How old are you guys?


----------



## user4818 (Jan 15, 2009)

That's what I call the crunchy BX. And that stuff is in especially atrocious shape. You've got a real doozie there. :thumbsup:


----------



## 480sparky (Sep 20, 2007)

cmec said:


> How old are you guys?


I don't claim to have been around when dirt was created, but I wired the factory God made it in. :laughing:


----------



## cmec (Feb 11, 2008)

Peter D said:


> That's what I call the crunchy BX. And that stuff is in especially atrocious shape. You've got a real doozie there. :thumbsup:


Ever see it without a bonding strap get red hot and not blow the fuse or have a painter come up to you and say the paint dried up in a line to a switch box from the floor.


----------



## mattsilkwood (Sep 21, 2008)

amprobe still makes a meter like that, they work really well for ssr readings. some of them fire so fast it nice to have a needle to see instead of digital.


----------



## cmec (Feb 11, 2008)

mattsilkwood said:


> amprobe still makes a meter like that, they work really well for ssr readings. some of them fire so fast it nice to have a needle to see instead of digital.

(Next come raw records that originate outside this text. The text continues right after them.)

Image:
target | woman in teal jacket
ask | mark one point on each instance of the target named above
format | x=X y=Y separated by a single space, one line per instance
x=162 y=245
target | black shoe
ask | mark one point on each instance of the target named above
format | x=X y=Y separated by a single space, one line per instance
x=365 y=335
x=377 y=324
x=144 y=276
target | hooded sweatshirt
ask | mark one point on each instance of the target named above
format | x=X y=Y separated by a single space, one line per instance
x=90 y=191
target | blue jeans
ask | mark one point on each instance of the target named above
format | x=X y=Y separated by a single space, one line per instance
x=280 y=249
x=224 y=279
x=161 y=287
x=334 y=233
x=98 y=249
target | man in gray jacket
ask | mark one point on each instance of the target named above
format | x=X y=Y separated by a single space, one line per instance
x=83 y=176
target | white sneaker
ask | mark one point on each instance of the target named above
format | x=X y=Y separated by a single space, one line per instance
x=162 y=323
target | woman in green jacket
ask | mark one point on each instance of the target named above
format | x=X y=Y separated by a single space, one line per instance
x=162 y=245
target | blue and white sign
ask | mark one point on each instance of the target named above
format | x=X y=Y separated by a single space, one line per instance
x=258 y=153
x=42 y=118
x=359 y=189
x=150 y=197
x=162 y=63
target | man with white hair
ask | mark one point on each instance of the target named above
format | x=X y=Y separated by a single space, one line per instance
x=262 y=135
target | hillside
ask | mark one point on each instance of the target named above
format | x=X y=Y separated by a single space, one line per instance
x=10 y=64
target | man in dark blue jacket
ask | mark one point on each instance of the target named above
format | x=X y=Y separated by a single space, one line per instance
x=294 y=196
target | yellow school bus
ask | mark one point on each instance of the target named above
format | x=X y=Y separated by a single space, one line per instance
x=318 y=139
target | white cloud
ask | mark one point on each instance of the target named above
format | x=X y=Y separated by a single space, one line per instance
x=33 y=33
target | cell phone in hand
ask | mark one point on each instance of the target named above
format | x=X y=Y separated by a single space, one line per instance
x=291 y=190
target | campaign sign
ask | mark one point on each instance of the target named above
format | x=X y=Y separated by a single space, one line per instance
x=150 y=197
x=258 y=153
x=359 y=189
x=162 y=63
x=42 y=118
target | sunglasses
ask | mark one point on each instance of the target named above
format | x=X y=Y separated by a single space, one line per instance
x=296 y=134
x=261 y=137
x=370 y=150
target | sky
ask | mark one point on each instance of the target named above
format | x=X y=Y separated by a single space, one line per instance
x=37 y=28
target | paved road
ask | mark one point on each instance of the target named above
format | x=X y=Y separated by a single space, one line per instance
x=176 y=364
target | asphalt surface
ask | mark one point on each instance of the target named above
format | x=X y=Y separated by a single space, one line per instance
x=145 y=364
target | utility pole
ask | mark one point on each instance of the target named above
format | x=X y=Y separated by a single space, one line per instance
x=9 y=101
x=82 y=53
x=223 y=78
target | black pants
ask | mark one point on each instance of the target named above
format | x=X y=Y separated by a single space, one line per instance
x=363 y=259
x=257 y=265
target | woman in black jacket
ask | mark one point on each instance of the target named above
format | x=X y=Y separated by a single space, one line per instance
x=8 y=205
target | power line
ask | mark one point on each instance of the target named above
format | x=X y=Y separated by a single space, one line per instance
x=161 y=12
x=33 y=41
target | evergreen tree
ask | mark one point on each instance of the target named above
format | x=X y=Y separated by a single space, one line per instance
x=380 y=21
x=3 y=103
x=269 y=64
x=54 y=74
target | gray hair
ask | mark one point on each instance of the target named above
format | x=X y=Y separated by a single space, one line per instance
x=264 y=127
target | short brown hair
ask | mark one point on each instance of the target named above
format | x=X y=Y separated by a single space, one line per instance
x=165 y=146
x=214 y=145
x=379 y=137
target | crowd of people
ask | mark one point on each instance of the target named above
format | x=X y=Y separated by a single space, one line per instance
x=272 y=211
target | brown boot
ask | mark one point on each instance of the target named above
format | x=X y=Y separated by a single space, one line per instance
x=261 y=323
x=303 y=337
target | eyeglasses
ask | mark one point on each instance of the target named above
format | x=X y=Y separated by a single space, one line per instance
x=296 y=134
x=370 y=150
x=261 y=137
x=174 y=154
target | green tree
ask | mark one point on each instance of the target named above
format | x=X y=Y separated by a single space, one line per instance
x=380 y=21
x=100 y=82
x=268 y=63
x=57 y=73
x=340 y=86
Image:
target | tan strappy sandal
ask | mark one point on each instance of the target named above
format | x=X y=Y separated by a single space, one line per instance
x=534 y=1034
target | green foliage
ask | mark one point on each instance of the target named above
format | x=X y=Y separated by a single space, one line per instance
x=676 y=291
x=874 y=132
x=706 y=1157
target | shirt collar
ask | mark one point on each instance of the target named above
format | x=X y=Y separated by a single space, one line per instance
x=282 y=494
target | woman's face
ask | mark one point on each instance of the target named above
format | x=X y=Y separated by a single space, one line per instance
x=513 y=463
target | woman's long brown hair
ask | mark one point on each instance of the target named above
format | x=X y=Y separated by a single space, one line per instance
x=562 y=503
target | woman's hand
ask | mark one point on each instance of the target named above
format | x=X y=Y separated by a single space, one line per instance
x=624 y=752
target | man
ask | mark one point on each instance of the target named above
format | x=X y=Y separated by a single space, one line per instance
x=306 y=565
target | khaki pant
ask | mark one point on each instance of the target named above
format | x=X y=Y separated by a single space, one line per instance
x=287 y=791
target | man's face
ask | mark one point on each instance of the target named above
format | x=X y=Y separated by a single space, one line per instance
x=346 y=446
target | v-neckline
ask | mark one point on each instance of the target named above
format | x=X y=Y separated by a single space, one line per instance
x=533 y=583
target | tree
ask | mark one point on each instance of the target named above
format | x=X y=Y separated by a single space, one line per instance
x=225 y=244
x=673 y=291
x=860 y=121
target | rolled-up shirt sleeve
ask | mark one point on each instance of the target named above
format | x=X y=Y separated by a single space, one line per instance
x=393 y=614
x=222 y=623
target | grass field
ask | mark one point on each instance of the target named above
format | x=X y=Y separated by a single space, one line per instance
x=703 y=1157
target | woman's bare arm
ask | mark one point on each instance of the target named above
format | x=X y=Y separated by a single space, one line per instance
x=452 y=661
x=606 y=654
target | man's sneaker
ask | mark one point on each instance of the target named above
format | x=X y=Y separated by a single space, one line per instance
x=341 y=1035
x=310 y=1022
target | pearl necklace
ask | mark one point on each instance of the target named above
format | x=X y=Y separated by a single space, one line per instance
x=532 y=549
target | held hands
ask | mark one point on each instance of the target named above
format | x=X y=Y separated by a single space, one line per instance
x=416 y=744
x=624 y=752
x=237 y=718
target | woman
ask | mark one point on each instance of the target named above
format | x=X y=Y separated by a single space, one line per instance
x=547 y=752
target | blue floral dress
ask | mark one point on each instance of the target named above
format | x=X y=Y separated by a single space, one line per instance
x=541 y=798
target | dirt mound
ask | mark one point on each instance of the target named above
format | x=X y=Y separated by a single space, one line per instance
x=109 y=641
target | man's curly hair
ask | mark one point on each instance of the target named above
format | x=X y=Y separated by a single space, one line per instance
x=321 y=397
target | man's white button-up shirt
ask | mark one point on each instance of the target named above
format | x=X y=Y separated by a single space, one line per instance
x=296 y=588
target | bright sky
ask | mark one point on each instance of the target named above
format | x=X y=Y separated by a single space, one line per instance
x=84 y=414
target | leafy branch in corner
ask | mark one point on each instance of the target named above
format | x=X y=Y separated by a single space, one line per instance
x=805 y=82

Yeah the last #dosent fluctuate either ,but there not linear.

I carry that one in my bag for quick checks on feeders and gecs, because its 400 amp the new ones in the truck with the circut tracer and sure test.


----------



## Inspector Grump (Jun 4, 2008)

:laughing: who's calling who old! When I took my test we still had candles in the code book


----------



## cmec (Feb 11, 2008)

Inspector Grump said:


> :laughing: who's calling who old! When I took my test we still had candles in the code book


Maybee gas/ electric combo lites, I DOBUT CANDLES :laughing: .


----------



## Toronto Sparky (Apr 12, 2009)

You're grounding the transformer on the street.


----------



## Inspector Grump (Jun 4, 2008)

I am nice, feel old:whistling2:


----------



## Magnettica (Jan 23, 2007)

This is why I never energize a service change until all the grounding and bonding is done.


----------



## rlc3854 (Dec 30, 2007)

Magnettica said:


> This is why I never energize a service change until all the grounding and bonding is done.


Mag, is your new avatar a real picture of you? You look like that guy from the tv show King of Queens:laughing: Must be hard to get up through the attic chute:whistling2:


----------



## Magnettica (Jan 23, 2007)

rlc3854 said:


> Mag, is your new avatar a real picture of you? You look like that guy from the tv show King of Queens:laughing: Must be hard to get up through the attic chute:whistling2:


Gee thanks! :laughing:

Yes that's really me in the soon to be old Giants Stadium drunkenly headed up to section 339 row 27 for another round of disappointing football.


----------



## lectric_hand6855 (Jan 24, 2009)

rlc3854 said:


> Mag, is your new avatar a real picture of you? You look like that guy from the tv show King of Queens:laughing: Must be hard to get up through the attic chute:whistling2:


It can't be much easier for you with that nose :laughing:. Sorry couldn't resist


----------



## Toronto Sparky (Apr 12, 2009)

I was thinking Prince Charles


----------